Mobile network benchmarker Opensignal has analysed the real-world 5G experience in a bunch of countries, with the UK and US scoring poorly across the board.
Opensignal has come up with a metric it calls ‘5G download experience’, which is a product of average 5G download speeds and 4G speeds, with the proportions depending on how much 5G availability there is. The rational seems to be that if you have a 5G phone, but hardly ever get onto a 5G network, then your 5G experience is largely determined by 4G.
So in the first chart below you can see average download speeds by country and the multiple from 4G to 5G. As you can see, the US is pretty rubbish on both counts. The second chart shows 5G availability, with UK 5G subscribers actually getting what they’ve paid for less than 5% of the time. As a consequence, the UK and US are very much bottom of the 5G experience table, as shown in the final chart.

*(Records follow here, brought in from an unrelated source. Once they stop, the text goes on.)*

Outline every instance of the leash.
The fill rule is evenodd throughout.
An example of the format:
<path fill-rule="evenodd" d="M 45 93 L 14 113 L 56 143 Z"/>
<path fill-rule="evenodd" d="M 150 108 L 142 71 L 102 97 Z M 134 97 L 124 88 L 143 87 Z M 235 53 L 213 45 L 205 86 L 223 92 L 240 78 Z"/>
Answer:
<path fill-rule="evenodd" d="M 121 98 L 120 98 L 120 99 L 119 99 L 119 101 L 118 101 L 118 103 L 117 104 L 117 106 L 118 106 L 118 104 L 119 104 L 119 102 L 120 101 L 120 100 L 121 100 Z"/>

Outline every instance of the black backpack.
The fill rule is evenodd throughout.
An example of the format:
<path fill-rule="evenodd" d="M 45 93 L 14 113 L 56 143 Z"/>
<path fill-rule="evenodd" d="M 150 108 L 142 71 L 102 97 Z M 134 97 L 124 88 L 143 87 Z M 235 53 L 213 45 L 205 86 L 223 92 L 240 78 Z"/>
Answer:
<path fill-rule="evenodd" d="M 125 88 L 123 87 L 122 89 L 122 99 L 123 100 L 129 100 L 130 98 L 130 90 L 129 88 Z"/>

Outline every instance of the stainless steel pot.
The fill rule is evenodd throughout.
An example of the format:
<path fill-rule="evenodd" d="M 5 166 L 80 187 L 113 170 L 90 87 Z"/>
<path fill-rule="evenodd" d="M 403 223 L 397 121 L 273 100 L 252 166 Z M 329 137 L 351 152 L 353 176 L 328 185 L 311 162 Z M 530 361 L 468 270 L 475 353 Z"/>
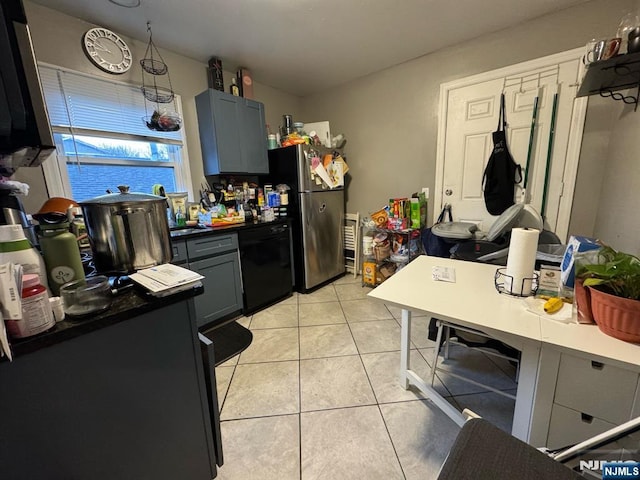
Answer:
<path fill-rule="evenodd" d="M 80 202 L 96 270 L 133 273 L 172 258 L 167 201 L 144 193 L 103 195 Z"/>

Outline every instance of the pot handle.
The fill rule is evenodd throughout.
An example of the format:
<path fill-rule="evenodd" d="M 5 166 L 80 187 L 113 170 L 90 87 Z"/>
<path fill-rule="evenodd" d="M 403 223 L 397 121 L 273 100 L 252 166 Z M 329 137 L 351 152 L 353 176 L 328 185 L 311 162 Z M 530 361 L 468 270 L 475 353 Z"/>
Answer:
<path fill-rule="evenodd" d="M 122 210 L 118 210 L 116 212 L 114 212 L 114 215 L 120 215 L 120 216 L 124 216 L 124 215 L 132 215 L 134 213 L 147 213 L 150 210 L 148 208 L 143 208 L 143 207 L 137 207 L 137 208 L 123 208 Z"/>

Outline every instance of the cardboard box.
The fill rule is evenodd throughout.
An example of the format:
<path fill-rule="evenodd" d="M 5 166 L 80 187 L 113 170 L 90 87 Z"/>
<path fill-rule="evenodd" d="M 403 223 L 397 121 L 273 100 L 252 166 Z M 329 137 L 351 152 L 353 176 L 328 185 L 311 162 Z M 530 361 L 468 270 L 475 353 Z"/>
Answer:
<path fill-rule="evenodd" d="M 331 129 L 329 128 L 329 122 L 305 123 L 304 131 L 307 135 L 311 132 L 316 132 L 316 135 L 318 135 L 318 138 L 320 139 L 320 143 L 327 148 L 331 148 Z"/>
<path fill-rule="evenodd" d="M 560 278 L 565 287 L 573 288 L 575 282 L 575 255 L 579 252 L 587 252 L 600 248 L 595 238 L 580 237 L 571 235 L 567 248 L 562 257 L 562 265 L 560 267 Z"/>
<path fill-rule="evenodd" d="M 375 262 L 364 262 L 362 264 L 362 281 L 365 285 L 376 285 L 376 264 Z"/>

Opensignal notes that the reason the US speeds are so bad is that its operators are mainly using small amounts of low frequency spectrum, which in turn bumps up their coverage numbers. That may be set to change following the mid-band auction, but coverage and capacity will always be a trade-off. It offers no such mitigation for the UK’s appalling coverage numbers.
UPDATE 09:30 27/8/20: In the second paragraph we called the Opensignal metric ‘5G download experience’, when the correct name is ‘5G download speed experience’. Apologies for any confusion caused.